Enjoying a local presentation as the third cinematic presentation in Fathom Events' seventh-annual TCM Big Screen Classics series, the legendary biblical epic The Ten Commandments celebrates its 65th anniversary with March 28 and March 31 screenings at Rave Cinemas Davenport 53rd 18 + IMAX, this 1956 masterwork famed for its scale, cope, and unforgettable sights including Moses' iconic parting of the Red Sea.

Massive radio hits of the 1980s will enjoy a thrilling pair of live performances on March 26 and 27 when Davenport's Rhythm City Casino Resort Event Center hosts two nights with Arch Allies, the touring sensations who deliver stage celebrations boasting the music of Bon Jovi, Journey, Styx, REO Speedwagon, Def Leppard, and Queen.

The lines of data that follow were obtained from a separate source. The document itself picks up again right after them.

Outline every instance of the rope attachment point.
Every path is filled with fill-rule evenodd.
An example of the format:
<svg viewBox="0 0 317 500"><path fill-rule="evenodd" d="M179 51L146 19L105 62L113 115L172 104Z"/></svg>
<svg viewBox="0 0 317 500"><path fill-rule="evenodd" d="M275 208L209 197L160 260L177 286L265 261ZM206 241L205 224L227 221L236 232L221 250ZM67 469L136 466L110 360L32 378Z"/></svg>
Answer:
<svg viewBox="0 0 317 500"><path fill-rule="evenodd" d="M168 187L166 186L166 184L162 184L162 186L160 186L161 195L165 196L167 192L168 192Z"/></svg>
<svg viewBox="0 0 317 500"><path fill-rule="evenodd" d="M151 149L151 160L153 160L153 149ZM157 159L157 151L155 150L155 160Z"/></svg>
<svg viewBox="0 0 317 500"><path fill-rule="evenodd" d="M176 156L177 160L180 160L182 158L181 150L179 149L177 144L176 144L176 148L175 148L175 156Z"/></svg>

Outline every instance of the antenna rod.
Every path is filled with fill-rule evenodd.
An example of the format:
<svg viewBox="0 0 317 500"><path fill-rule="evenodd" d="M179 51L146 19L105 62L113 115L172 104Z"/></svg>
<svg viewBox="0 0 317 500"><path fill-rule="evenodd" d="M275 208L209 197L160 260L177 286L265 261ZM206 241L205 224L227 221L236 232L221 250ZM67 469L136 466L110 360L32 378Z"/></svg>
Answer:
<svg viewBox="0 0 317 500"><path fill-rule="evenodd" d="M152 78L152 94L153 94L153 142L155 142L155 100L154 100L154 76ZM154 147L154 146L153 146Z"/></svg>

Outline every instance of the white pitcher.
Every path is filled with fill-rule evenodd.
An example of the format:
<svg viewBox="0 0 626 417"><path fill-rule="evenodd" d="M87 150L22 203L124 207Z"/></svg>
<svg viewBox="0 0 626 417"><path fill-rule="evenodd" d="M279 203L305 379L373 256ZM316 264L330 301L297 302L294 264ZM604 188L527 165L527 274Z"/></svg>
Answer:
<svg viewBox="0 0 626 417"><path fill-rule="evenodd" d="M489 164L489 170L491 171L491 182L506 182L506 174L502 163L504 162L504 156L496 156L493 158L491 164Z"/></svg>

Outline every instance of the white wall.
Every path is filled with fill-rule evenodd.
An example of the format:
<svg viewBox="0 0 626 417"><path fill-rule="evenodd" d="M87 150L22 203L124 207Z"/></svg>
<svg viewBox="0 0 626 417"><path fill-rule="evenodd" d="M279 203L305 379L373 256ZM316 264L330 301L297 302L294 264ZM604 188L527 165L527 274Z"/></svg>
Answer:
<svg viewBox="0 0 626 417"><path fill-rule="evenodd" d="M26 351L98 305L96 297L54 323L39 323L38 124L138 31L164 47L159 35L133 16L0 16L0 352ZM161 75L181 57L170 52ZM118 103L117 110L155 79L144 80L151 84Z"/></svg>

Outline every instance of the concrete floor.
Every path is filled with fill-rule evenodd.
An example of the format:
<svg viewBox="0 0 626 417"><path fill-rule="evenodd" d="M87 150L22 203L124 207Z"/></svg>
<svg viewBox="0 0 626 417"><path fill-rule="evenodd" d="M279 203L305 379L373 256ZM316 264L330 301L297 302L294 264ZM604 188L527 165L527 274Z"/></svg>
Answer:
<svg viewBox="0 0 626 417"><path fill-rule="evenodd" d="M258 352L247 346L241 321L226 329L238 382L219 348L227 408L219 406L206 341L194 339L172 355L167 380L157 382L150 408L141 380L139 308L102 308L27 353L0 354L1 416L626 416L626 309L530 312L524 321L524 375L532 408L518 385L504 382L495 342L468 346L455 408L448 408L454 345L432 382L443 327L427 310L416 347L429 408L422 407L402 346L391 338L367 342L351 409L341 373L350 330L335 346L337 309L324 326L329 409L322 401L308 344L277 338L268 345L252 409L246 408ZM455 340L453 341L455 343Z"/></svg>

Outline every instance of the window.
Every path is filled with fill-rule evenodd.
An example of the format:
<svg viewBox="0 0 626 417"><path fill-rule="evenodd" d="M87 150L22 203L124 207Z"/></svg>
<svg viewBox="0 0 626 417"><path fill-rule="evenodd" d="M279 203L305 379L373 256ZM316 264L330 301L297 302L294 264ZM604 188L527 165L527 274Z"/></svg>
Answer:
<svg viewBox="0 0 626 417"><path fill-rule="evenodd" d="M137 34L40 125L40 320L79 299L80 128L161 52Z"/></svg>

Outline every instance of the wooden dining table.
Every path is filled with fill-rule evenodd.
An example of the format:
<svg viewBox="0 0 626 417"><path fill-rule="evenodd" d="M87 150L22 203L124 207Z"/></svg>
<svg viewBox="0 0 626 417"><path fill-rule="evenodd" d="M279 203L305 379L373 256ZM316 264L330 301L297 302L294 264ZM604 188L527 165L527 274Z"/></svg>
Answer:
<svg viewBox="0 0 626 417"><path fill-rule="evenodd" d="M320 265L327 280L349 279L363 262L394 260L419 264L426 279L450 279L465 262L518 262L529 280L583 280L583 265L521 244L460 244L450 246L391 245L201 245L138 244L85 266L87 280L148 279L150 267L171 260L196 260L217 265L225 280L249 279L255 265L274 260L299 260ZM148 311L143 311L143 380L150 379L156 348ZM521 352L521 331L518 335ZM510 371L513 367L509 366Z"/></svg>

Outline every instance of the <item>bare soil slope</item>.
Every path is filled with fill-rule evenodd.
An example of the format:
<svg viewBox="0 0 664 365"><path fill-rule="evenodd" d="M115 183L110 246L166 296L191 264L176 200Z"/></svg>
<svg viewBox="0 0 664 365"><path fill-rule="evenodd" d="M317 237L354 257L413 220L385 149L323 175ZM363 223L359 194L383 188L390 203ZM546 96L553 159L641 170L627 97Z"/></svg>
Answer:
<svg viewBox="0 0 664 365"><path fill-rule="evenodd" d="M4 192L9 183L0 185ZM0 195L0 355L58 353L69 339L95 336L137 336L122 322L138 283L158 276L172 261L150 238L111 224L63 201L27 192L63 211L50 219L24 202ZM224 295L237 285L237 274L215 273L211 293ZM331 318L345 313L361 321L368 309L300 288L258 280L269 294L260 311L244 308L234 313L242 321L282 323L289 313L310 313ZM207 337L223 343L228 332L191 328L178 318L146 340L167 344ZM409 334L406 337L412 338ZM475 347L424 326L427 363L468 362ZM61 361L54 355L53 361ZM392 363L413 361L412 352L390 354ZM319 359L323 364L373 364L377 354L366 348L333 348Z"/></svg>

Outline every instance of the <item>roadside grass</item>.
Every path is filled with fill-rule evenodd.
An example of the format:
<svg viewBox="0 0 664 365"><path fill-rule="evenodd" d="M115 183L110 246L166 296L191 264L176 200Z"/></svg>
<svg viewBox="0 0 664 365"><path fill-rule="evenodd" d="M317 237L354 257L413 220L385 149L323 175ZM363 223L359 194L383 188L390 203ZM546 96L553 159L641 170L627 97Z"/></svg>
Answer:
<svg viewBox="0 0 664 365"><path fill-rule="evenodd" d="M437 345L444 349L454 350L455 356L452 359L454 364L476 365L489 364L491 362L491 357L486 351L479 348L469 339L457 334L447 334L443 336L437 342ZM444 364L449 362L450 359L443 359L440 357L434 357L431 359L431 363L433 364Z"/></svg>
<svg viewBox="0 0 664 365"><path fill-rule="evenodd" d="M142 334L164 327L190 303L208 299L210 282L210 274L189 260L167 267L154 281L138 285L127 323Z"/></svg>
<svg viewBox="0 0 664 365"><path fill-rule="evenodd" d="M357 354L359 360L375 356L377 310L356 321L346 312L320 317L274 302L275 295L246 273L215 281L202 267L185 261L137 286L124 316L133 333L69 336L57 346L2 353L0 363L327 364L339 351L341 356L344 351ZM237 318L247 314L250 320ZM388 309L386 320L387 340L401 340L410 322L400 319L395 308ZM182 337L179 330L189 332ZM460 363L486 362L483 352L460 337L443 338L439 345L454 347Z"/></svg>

Presented on March 25 in conjunction with the Figge Art Museum's current exhibition For America: 200 Years of Painting from the National Academy of Design, the virtual program The Enterprising Eliza Greatorex finds professor and author Katherine Manthorne speaking on the Ferdinand Thomas Lee Boyle portrait Eliza Greatorex, a famed work painted upon the subject's election to the Academy in 1869.

Honoring his grandfather in a March 25 virtual presentation for the University of Dubuque's Heritage Center, author and historian Clifton Truman Daniel writes and stars in President Harry Truman: A Grandson's Portrait, an intimate and familial look at a politician who regarded holding the highest office in the land as second only to the privilege of being an American citizen.

Praised by NPR for their music that “all sounds impeccable without losing its sense of lightness and joy,” the string quartet Invoke serves as the latest virtual performance in the Quad City Arts Center's annual PASS (Performing Arts Signature Series) program, with the group's March 25 concert event sure to demonstrate why the Austin Chronicle calls the group “purveyors of chamber music that busts through genres in the quartet's spicy performances.”